Wednesday, August 13, 2008

 

An Old Pro’s Market Perspective

Dear Sue

Everyone is talking like this is the worst real estate market we have ever seen. Some even liken it to the Great Depression of the 1930s.

Having lived through the Depression as a boy, I can tell you it is not even close. During the Great Depression 40% of US banks failed. Depositors lost everything. There was no such thing as a federally backed deposit. Investors jumped out of windows. Farms and factory’s went bankrupt. Unemployment was at a staggering 25% in 1933. It is 5.5% today. Shantytowns and breadlines were everywhere.

I remember the men down on their luck coming to our back door for food. My mother fed the poor men we all called “hobo’s”. We all knew in those times that anybody could be begging for food.

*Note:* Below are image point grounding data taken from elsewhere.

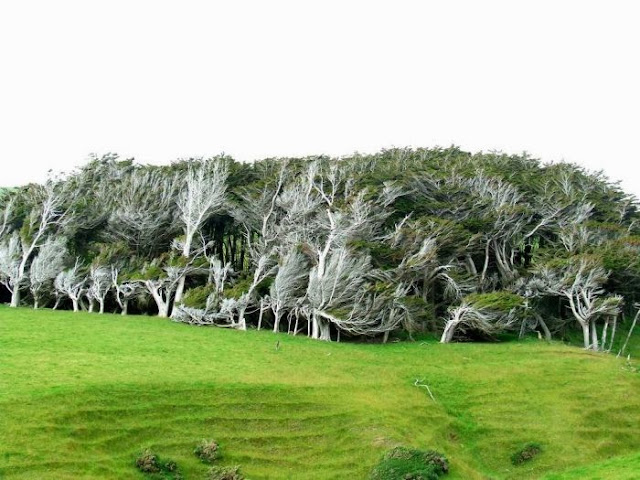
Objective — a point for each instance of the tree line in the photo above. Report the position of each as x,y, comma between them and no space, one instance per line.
404,240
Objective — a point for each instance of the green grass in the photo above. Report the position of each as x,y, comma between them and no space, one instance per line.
82,394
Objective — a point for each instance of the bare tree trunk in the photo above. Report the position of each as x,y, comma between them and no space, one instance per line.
242,322
613,333
603,340
594,336
261,313
633,325
15,297
449,330
543,325
163,309
276,321
585,335
295,327
180,289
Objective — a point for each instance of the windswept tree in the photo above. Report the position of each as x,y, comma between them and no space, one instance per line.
44,216
487,314
125,290
288,287
98,286
5,216
71,283
202,196
143,210
581,284
47,264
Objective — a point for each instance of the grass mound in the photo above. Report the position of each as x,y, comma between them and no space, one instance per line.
526,453
208,451
156,468
225,473
410,464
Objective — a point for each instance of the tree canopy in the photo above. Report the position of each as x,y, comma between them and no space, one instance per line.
403,240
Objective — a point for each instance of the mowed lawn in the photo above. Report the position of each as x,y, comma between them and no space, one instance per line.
82,394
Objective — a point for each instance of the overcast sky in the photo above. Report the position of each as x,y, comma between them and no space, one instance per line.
163,80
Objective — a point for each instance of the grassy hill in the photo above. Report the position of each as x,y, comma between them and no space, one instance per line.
81,394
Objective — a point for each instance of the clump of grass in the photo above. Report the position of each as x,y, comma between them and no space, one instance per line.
151,464
526,453
207,451
225,473
411,464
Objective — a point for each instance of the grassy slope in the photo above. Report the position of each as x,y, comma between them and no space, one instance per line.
80,394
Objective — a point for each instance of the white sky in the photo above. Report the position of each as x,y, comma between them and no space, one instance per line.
163,80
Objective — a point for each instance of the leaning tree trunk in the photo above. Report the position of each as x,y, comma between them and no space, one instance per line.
15,297
594,336
449,331
585,335
543,325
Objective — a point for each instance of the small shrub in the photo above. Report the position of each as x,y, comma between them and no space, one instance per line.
149,463
526,453
207,451
225,473
403,463
197,297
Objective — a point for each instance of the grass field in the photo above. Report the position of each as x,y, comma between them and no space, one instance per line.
81,394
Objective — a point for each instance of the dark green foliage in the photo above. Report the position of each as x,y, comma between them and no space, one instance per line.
499,301
403,463
526,453
207,451
225,473
197,296
156,468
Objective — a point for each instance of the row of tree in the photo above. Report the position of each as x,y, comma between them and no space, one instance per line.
365,245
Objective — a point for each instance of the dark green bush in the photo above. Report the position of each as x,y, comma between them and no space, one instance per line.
207,451
403,463
526,453
150,464
197,297
225,473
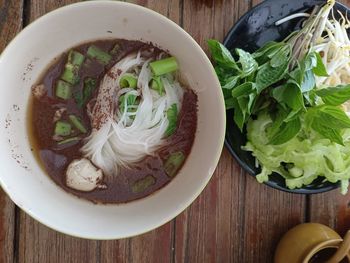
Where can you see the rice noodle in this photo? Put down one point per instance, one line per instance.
(121, 138)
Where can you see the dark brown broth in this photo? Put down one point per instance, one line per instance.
(55, 159)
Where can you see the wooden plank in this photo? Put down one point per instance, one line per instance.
(10, 24)
(229, 221)
(155, 246)
(37, 243)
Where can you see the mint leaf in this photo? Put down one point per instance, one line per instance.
(289, 94)
(334, 95)
(268, 75)
(319, 69)
(243, 89)
(248, 63)
(286, 132)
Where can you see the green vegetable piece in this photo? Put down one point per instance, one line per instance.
(157, 84)
(62, 128)
(164, 66)
(75, 58)
(221, 55)
(63, 90)
(142, 184)
(115, 49)
(287, 131)
(77, 123)
(172, 114)
(174, 163)
(69, 140)
(71, 74)
(248, 63)
(268, 75)
(335, 95)
(128, 81)
(98, 54)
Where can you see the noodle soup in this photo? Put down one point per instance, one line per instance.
(110, 122)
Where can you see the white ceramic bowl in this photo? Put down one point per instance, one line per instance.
(26, 58)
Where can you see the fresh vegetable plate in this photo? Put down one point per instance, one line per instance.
(251, 32)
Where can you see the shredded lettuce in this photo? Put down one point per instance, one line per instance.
(302, 159)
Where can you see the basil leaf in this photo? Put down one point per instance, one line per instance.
(287, 131)
(172, 114)
(221, 54)
(327, 132)
(230, 82)
(335, 95)
(320, 69)
(289, 94)
(243, 89)
(248, 63)
(268, 75)
(238, 115)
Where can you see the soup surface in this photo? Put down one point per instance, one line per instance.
(57, 151)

We have experienced REO markets during every real estate cycle, approximately every ten years. Good businessmen plan around downturns because they know they are inevitable. Conservative homebuyers live below their means and plan for down turns as well.

Back in one of the “other” downturns, many cycles ago, I was working for builder George Holstein in Southern California. I was in charge of marketing. We had been selling homes at the Eastmont tract in Orange on a land contract. (You experienced agents know what a land contract is.) I think we were asking for $95 “to move right in!” The contract was for 3 years at which time the buyers would be required to get the necessary bank financing and pay Mr. Holstein off. The contracts just covered the loan payments that Holstein had with the bank. His goal was to just cover his carrying costs. He figured that he would get some of the homes back on the “drop dead date” (due date) in about three years when the original land contracts were up.

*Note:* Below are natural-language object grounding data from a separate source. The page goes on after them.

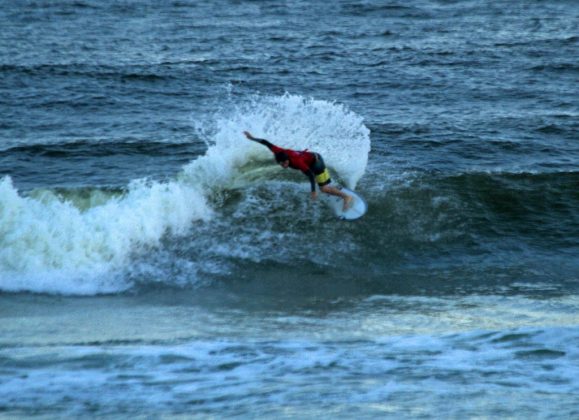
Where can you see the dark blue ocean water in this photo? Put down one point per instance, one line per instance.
(154, 262)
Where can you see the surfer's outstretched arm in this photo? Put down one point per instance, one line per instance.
(266, 143)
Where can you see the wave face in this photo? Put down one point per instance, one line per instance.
(95, 240)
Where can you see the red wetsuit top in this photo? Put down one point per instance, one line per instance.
(302, 161)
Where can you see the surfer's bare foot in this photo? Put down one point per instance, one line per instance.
(347, 202)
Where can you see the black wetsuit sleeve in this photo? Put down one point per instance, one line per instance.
(312, 178)
(264, 142)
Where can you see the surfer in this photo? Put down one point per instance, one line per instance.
(310, 163)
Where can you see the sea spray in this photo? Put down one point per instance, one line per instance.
(289, 121)
(50, 244)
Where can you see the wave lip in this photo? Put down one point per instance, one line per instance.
(54, 241)
(50, 245)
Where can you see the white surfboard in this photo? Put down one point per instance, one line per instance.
(356, 210)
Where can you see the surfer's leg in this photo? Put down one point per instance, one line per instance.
(328, 189)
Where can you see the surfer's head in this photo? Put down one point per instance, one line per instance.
(282, 158)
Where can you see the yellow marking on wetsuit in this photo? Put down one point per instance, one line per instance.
(323, 177)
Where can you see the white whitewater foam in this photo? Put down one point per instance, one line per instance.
(289, 121)
(49, 245)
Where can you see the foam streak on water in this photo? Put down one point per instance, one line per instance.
(49, 245)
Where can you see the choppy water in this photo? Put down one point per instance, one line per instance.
(154, 262)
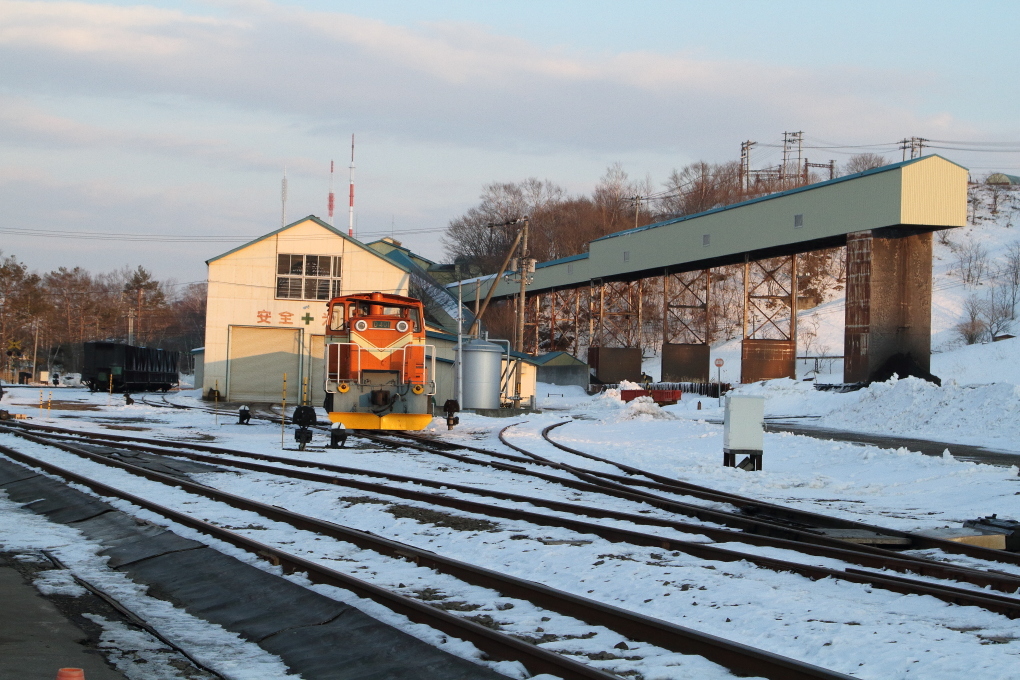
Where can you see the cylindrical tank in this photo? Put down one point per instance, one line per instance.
(482, 369)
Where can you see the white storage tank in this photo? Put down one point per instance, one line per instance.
(482, 369)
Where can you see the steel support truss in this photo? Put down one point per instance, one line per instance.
(615, 317)
(770, 299)
(685, 307)
(769, 346)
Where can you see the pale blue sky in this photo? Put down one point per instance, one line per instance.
(177, 118)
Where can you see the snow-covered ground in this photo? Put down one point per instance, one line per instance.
(867, 632)
(821, 328)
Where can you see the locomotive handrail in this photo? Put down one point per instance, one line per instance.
(431, 371)
(335, 376)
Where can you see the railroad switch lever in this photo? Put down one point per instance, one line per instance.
(451, 407)
(743, 431)
(303, 436)
(304, 417)
(338, 435)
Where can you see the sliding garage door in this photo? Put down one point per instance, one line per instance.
(257, 360)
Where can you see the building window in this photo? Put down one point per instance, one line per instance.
(307, 276)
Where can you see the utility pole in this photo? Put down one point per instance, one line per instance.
(523, 271)
(915, 145)
(499, 273)
(788, 139)
(139, 312)
(283, 201)
(35, 352)
(830, 166)
(746, 164)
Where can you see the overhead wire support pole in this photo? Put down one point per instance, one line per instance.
(523, 271)
(350, 213)
(499, 274)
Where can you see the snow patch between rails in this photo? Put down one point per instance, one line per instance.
(917, 408)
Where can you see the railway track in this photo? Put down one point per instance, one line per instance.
(1007, 606)
(596, 482)
(749, 515)
(740, 659)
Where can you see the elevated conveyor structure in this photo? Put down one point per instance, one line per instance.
(885, 216)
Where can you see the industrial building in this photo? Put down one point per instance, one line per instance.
(266, 311)
(596, 304)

Three years later the folks who couldn’t come up with the financing started moving out. Some of the homes were in terrible shape but as history repeats, they were worth much more than the original price. As planned, Mr. Holstein cleaned them up and resold them at a profit.

During the period of the many move-outs, we ran ads for “Mr. REO.” We didn’t have a sales office so we borrowed a little RV trailer from our sign painter. We had him paint the trailer bright yellow and parked it on a side street close to the project.

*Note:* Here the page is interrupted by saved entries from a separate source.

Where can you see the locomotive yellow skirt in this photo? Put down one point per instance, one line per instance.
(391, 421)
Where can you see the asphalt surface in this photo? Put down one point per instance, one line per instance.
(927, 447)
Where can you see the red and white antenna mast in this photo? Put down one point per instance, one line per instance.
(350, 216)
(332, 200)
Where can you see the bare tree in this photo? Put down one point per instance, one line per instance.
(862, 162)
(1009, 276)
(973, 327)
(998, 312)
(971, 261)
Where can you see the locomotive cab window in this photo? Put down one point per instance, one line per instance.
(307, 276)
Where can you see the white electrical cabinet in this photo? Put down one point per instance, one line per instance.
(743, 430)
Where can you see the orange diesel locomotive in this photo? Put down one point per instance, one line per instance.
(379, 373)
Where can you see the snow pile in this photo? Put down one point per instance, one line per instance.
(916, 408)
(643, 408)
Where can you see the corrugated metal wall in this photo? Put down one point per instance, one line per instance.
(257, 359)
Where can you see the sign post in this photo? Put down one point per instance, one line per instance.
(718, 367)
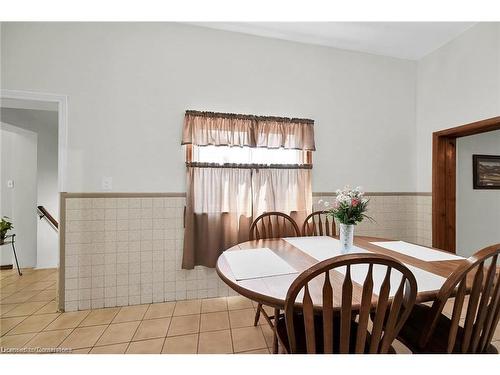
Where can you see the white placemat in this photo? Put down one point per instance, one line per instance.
(320, 247)
(426, 281)
(256, 263)
(416, 251)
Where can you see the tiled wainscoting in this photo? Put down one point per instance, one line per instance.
(124, 249)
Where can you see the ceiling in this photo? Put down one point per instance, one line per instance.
(28, 104)
(406, 40)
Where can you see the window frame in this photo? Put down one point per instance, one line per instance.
(307, 159)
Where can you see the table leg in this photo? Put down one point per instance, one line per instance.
(275, 339)
(15, 256)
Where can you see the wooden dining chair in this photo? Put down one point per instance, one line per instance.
(273, 225)
(319, 224)
(321, 321)
(266, 226)
(428, 330)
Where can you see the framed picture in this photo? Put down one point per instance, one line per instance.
(486, 171)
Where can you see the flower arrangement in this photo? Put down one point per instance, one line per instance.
(5, 226)
(349, 207)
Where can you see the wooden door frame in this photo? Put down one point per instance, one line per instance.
(444, 179)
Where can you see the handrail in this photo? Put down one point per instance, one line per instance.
(43, 213)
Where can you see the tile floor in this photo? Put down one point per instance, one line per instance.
(29, 319)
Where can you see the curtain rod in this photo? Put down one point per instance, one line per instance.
(248, 117)
(248, 166)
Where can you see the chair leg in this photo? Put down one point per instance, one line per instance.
(257, 314)
(15, 256)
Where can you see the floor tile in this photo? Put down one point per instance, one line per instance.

Our ads directed people there. It was staffed by an old real estate agent named Rollie Jones, AKA Mr. REO. It was working well until one night the Orange police took the trailer and impounded it in their yard. The trailer contained MR REO’s sales contracts and paperwork. We got it out and continued the Mr. REO campaign but without the yellow trailer.

You buyers out there need to get off the fence. Interest rates are starting to creep up from 5.5% to almost 7% in the last year. Every percentage point is worth a good $100 more per month on $100,000. Get online and check out the rent vs. mortgage comparison charts. They should be easy to find.

Markets go up and markets go down. When they are on their way up people think it will never stop. When they are going down people think it will never stop. But it will. It always does.

Three years from now this market will be looked upon as a fun and challenging time!


Sign me

Mr. Seen It All

Sue says, "Listening to the Old Pro is a matter of Good Home $$s and Sense!"